For decades, it has irked those subject to the Foreign Corrupt Practices Act (FCPA) that those who demanded payments appeared to escape the crushing consequences. The FCPA was first enacted by Congress in 1977 to combat the wide-ranging corruption that was seen as unsettling free-markets and hindering democratic stability. Foreign Corrupt Practices Act of 1977, 15 U.S.C. §§78dd-1, et seq; see also U.S. Department of Justice and Securities and Exchange Commission, A Resource Guide to the U.S. Foreign Corrupt Practices Act (Second Edition). The law prohibits U.S. companies, persons and issuers as well as foreign persons and businesses acting within the U.S. territory from making or promising anything of value to foreign officials to obtain or retain business or an improper business advantage. Yet the FCPA has one significant limiting factor: it only reaches the supply side of bribes to foreign officials.

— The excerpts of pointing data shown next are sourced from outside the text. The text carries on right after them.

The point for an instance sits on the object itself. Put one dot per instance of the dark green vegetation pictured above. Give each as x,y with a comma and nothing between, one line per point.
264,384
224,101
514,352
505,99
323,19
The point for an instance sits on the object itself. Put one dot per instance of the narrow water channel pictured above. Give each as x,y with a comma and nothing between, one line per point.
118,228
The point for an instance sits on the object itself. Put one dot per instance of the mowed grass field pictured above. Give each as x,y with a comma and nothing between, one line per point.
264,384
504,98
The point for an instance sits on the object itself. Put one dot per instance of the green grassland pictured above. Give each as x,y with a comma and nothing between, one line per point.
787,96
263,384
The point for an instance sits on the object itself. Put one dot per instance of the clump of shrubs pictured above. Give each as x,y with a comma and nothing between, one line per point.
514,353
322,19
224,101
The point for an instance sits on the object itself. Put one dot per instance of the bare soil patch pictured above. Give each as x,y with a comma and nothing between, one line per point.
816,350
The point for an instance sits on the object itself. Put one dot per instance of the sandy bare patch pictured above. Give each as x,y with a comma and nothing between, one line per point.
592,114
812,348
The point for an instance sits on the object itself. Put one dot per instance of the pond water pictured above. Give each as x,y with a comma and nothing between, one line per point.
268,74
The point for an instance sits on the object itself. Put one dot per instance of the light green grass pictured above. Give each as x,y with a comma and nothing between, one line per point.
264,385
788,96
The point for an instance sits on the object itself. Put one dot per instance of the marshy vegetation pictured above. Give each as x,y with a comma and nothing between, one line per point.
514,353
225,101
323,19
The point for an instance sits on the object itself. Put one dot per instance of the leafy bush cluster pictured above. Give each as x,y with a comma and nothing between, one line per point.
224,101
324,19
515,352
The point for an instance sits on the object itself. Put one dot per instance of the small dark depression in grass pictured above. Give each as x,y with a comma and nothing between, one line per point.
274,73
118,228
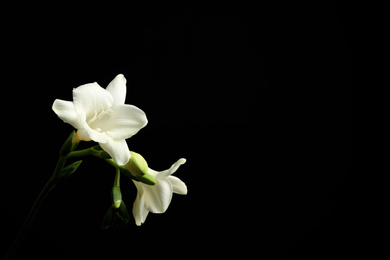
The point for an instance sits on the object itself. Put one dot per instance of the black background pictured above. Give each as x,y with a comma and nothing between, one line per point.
258,100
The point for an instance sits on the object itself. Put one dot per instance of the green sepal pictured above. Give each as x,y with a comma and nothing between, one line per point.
68,145
99,152
147,179
137,165
68,170
116,218
126,172
116,197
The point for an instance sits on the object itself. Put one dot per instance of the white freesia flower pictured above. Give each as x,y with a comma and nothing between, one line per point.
100,115
157,198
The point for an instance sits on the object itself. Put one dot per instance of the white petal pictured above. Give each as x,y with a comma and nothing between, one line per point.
90,100
173,168
87,134
139,211
178,185
124,121
118,150
117,89
158,197
66,111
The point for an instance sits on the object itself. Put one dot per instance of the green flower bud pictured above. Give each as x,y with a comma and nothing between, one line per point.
137,164
138,167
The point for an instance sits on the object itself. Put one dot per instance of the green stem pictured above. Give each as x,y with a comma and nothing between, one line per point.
80,153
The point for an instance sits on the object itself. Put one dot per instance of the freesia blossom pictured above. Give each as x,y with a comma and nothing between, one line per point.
157,198
100,115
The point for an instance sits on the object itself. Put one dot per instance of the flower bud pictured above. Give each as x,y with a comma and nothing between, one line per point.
138,167
137,164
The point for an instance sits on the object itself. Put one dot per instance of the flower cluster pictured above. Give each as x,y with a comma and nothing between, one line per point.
101,115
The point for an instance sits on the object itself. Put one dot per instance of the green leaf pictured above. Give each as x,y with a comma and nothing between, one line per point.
68,170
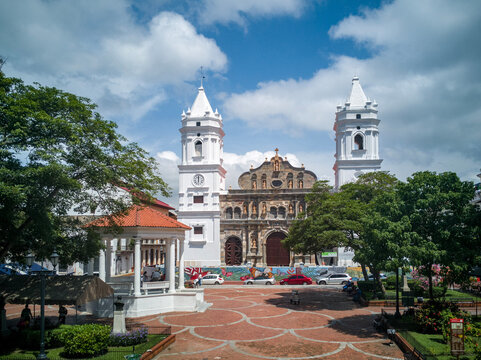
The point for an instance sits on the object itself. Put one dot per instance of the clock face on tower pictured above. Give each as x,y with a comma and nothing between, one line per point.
198,180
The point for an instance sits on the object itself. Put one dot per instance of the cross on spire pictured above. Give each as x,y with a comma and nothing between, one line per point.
202,77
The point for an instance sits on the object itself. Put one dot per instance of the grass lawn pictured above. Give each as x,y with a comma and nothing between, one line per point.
431,345
115,353
450,294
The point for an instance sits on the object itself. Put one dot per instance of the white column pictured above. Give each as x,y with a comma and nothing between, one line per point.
137,266
113,245
90,267
181,263
108,260
102,265
171,265
167,259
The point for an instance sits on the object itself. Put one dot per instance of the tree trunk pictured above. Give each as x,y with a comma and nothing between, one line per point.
430,282
364,272
377,281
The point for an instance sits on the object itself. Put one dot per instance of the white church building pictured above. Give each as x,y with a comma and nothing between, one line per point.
201,181
357,145
357,137
202,176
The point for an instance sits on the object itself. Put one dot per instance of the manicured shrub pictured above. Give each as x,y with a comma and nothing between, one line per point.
86,340
390,283
366,286
416,287
434,316
55,336
130,338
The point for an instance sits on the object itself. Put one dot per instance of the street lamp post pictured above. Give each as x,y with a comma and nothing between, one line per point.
397,314
54,261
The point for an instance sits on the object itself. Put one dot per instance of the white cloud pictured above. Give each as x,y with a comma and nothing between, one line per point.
235,11
75,44
169,172
236,164
424,73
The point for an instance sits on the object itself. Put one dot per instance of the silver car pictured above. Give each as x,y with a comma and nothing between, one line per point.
333,279
260,280
212,279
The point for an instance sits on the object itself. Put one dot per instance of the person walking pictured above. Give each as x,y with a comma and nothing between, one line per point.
62,314
25,317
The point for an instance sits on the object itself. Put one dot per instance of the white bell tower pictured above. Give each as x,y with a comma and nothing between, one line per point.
357,137
201,181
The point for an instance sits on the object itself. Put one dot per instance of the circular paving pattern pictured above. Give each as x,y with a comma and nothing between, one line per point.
260,323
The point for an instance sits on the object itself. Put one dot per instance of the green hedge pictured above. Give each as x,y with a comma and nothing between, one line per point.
366,286
86,340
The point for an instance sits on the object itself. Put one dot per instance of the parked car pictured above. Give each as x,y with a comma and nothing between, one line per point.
260,280
296,280
212,279
381,276
333,279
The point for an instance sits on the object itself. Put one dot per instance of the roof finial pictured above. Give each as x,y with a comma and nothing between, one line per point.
202,77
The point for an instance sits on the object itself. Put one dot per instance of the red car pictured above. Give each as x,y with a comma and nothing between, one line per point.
296,280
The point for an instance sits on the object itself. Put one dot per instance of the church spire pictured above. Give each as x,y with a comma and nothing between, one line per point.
201,106
357,98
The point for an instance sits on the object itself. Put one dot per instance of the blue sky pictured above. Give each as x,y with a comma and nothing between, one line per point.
275,69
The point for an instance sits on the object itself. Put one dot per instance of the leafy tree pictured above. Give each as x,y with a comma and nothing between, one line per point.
445,224
340,219
58,154
328,220
370,243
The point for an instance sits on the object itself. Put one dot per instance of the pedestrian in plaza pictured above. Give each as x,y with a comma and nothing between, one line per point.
145,277
25,317
156,276
62,314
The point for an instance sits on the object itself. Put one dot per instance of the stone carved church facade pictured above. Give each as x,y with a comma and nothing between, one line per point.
247,225
257,216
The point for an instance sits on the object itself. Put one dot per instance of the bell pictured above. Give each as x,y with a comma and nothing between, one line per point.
295,297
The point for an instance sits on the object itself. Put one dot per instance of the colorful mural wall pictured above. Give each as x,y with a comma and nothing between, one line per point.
241,273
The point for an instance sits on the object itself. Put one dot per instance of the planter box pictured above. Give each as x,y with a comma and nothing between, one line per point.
149,354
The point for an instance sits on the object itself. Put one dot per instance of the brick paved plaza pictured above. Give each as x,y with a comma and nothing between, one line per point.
260,323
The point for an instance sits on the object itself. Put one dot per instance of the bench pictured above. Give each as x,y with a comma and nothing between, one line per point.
122,287
155,285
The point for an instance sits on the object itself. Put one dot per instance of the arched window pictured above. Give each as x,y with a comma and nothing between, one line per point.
273,213
290,181
237,213
359,142
198,148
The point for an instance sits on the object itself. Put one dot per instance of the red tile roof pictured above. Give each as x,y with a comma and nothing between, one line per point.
143,216
145,199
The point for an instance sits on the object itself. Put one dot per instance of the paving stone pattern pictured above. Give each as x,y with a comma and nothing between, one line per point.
260,323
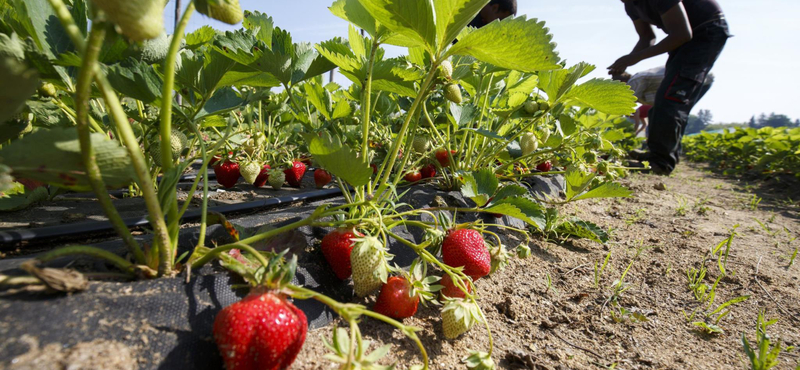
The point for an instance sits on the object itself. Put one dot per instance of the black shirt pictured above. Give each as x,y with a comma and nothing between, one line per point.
650,11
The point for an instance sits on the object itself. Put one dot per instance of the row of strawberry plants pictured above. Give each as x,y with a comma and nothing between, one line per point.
479,115
767,151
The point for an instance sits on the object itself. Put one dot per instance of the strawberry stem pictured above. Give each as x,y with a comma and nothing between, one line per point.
94,252
117,114
83,90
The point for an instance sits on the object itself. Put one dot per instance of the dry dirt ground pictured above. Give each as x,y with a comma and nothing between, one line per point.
546,312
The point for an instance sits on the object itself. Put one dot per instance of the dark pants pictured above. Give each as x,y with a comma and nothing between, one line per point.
683,86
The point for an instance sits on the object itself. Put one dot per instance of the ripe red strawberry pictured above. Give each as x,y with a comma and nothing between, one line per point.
30,184
450,289
227,173
428,171
465,247
396,299
321,178
544,167
214,160
413,176
294,175
441,156
263,176
336,247
262,331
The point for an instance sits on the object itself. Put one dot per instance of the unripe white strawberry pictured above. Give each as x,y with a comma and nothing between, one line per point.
452,92
139,20
368,261
250,171
530,107
545,134
543,105
528,143
458,316
276,178
446,70
421,144
227,11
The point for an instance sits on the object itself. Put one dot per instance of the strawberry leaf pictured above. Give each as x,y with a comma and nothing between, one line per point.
480,186
453,15
412,20
54,157
23,199
583,229
522,208
607,96
513,43
606,190
338,159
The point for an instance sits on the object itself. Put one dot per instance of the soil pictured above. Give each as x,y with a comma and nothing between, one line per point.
545,312
568,324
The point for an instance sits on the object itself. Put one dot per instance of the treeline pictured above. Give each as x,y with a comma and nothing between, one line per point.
704,121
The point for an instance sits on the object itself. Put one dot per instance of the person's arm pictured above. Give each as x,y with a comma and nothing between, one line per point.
676,23
647,37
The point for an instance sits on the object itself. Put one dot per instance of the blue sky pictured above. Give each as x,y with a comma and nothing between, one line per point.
756,73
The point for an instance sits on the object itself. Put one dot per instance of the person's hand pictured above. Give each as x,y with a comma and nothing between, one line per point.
622,64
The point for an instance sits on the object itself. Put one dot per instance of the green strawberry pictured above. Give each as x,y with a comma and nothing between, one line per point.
139,20
178,141
452,92
227,11
421,144
543,105
530,107
368,260
590,157
545,134
47,90
250,171
458,316
446,70
276,178
528,143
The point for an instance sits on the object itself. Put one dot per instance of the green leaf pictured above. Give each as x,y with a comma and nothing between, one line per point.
521,208
557,83
53,156
453,15
316,96
11,129
223,100
480,186
486,133
583,229
200,37
606,190
338,159
576,182
19,81
411,19
511,190
23,200
513,43
353,12
463,114
139,80
607,96
341,109
259,24
517,84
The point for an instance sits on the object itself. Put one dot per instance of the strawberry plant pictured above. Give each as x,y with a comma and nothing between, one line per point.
473,116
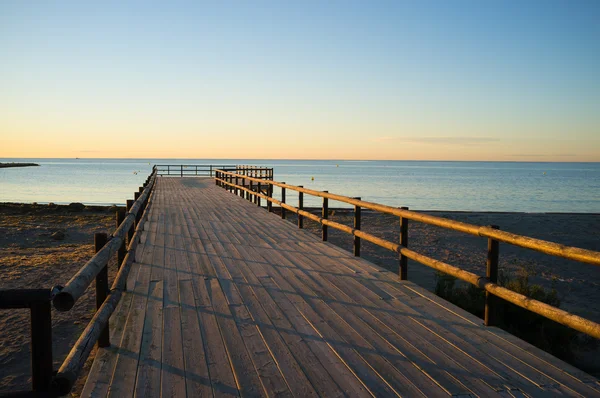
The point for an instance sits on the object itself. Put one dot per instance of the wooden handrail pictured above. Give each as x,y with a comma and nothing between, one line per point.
74,289
543,246
563,317
71,367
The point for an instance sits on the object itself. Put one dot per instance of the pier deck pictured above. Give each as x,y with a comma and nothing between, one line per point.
225,298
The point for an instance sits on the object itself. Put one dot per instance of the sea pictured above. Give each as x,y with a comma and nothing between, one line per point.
533,187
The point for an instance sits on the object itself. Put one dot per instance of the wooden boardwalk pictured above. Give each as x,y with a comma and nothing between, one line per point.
227,299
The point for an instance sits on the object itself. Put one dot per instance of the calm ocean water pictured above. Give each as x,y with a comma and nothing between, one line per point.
421,185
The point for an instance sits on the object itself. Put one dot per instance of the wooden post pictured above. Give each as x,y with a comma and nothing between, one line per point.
491,301
41,346
270,195
131,229
404,243
324,215
282,201
357,215
102,290
258,190
138,216
301,207
120,216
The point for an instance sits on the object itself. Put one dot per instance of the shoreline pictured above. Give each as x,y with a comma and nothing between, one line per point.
345,210
7,165
30,256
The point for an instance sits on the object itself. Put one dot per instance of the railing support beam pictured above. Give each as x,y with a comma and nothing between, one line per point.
357,216
102,289
325,216
403,271
41,345
300,207
491,301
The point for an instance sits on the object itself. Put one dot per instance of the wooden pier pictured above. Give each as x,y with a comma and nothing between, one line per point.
225,298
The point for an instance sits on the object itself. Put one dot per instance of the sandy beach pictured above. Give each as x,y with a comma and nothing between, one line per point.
31,257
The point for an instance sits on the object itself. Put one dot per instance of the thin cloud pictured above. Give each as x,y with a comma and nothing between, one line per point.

By leaving the demand-side of bribes unaddressed, U.S. prosecutors were forced to resort to more creative devices to pursue a foreign official for bribery, which was unusual but not unheard of. U.S. prosecutors often relied on traditional criminal statutes, such as money laundering or conspiracy, which often presented challenges such as the need to establish a U.S. nexus. Perhaps given these challenges, prosecution of foreign officials was less common than prosecution of the companies paying bribes.